Editor’s Note: Ben W. Heineman, Jr. is a former GE senior vice president for law and public affairs and a senior fellow at Harvard University’s schools of law and government.

In a striking example of formalism over realism, the European Court of Justice on September 14, 2010 ruled that the attorney-client privilege applied only when a communication was connected to the “client’s right of defence” and when the exchange emanated from “‘independent lawyers’, that is from ‘lawyers who are not bound to the client by a relationship of employment’.”

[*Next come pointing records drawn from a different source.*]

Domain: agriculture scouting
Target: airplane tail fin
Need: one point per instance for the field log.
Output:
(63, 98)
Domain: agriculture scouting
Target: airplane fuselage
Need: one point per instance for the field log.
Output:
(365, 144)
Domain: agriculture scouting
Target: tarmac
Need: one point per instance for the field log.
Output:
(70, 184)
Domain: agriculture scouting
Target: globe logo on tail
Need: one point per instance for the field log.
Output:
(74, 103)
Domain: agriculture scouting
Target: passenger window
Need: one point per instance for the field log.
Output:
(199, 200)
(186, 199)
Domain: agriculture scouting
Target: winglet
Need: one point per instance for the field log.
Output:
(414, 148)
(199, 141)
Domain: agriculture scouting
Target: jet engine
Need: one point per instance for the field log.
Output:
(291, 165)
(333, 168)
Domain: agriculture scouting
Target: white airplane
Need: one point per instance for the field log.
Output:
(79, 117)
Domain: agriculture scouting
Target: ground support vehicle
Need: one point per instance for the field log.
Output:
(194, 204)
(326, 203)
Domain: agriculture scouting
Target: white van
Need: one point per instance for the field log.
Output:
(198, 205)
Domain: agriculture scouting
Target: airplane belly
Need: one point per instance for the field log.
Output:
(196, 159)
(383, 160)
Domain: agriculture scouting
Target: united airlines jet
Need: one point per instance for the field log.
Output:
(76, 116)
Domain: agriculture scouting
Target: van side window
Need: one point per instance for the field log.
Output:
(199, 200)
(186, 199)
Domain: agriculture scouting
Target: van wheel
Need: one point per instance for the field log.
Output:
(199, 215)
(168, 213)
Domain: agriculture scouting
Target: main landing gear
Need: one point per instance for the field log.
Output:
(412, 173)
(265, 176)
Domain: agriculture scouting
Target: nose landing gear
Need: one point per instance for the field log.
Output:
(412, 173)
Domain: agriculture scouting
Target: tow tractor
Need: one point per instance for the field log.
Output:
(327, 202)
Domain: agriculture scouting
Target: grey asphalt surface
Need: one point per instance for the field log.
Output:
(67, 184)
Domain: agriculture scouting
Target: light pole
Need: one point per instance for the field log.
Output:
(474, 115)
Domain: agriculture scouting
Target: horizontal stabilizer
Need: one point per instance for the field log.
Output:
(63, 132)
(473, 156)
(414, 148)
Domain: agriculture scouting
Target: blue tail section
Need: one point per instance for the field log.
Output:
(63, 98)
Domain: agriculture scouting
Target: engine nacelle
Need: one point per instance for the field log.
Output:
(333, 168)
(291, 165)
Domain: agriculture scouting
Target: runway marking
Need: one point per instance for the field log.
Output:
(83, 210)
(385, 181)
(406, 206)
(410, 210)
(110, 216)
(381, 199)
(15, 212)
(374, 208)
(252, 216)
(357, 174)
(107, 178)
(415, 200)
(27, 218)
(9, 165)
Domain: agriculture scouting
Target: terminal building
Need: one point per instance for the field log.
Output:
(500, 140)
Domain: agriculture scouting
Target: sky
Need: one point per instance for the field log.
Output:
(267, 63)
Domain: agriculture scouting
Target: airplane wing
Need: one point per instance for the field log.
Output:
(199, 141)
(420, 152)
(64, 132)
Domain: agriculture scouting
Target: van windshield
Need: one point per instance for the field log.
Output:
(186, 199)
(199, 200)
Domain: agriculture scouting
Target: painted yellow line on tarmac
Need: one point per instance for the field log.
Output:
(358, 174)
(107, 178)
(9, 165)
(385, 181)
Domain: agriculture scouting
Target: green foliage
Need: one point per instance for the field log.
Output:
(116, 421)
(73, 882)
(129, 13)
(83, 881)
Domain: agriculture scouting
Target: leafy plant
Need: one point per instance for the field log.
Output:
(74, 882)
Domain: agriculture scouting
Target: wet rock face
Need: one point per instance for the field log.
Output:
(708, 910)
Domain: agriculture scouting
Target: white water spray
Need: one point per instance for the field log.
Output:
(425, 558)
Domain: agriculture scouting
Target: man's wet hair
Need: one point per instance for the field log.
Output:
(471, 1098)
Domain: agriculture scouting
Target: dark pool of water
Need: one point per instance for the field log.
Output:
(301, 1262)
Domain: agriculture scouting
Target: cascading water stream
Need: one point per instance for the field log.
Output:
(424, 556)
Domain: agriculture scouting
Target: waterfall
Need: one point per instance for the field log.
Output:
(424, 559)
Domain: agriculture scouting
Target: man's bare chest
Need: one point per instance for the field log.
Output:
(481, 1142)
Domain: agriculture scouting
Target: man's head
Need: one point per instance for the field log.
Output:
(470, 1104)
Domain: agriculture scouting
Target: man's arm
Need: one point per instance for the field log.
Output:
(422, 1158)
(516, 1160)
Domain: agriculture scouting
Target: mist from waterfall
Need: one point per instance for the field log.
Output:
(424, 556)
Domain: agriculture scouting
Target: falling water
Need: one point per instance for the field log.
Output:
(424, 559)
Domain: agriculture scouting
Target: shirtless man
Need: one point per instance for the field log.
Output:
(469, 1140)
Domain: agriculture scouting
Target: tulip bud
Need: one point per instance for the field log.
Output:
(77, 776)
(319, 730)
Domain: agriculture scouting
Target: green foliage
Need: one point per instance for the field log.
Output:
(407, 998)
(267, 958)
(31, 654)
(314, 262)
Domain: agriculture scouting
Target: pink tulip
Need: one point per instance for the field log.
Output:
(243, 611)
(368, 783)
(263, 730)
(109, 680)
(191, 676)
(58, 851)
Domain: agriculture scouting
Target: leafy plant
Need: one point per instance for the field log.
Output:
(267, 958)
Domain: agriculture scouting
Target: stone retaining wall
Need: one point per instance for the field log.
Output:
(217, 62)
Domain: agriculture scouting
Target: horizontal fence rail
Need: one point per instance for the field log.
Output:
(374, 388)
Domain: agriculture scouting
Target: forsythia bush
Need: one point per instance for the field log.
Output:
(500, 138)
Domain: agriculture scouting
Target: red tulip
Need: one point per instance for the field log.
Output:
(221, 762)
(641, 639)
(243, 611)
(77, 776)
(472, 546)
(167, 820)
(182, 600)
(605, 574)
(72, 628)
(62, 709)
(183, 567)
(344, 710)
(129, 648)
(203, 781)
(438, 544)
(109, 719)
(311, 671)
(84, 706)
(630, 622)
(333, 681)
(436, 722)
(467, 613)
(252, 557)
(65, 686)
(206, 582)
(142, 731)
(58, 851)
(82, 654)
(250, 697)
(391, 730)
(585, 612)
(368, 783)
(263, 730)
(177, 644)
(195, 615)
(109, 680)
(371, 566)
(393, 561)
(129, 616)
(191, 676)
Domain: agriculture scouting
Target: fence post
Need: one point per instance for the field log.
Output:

In rejecting the privilege for in-house lawyers in Akzo Nobel Chemicals Ltd l v. European Commission, the ECJ was affirming the holdings of a 1982 case (AM & S Europe Ltd v. European Commission) and rejecting the arguments not just of Akzo but of numerous intervenors, both national entities (the governments of the UK, Ireland and the Netherlands) and legal groups (including the Netherlands Bar Association, the International Bar Association and the Association of Corporate Counsel).

At issue were two emails about antitrust issues – obtained in a dawn raid aimed at enforcing EU competition laws – exchanged between a general manager and an in-house lawyer who was a member of the Netherlands bar. Although the in-house Dutch lawyer was just as bound by the ethical rules of the bar association as outside lawyers, the European Court of Justice held the emails were not privileged on the sole ground of in-house employment.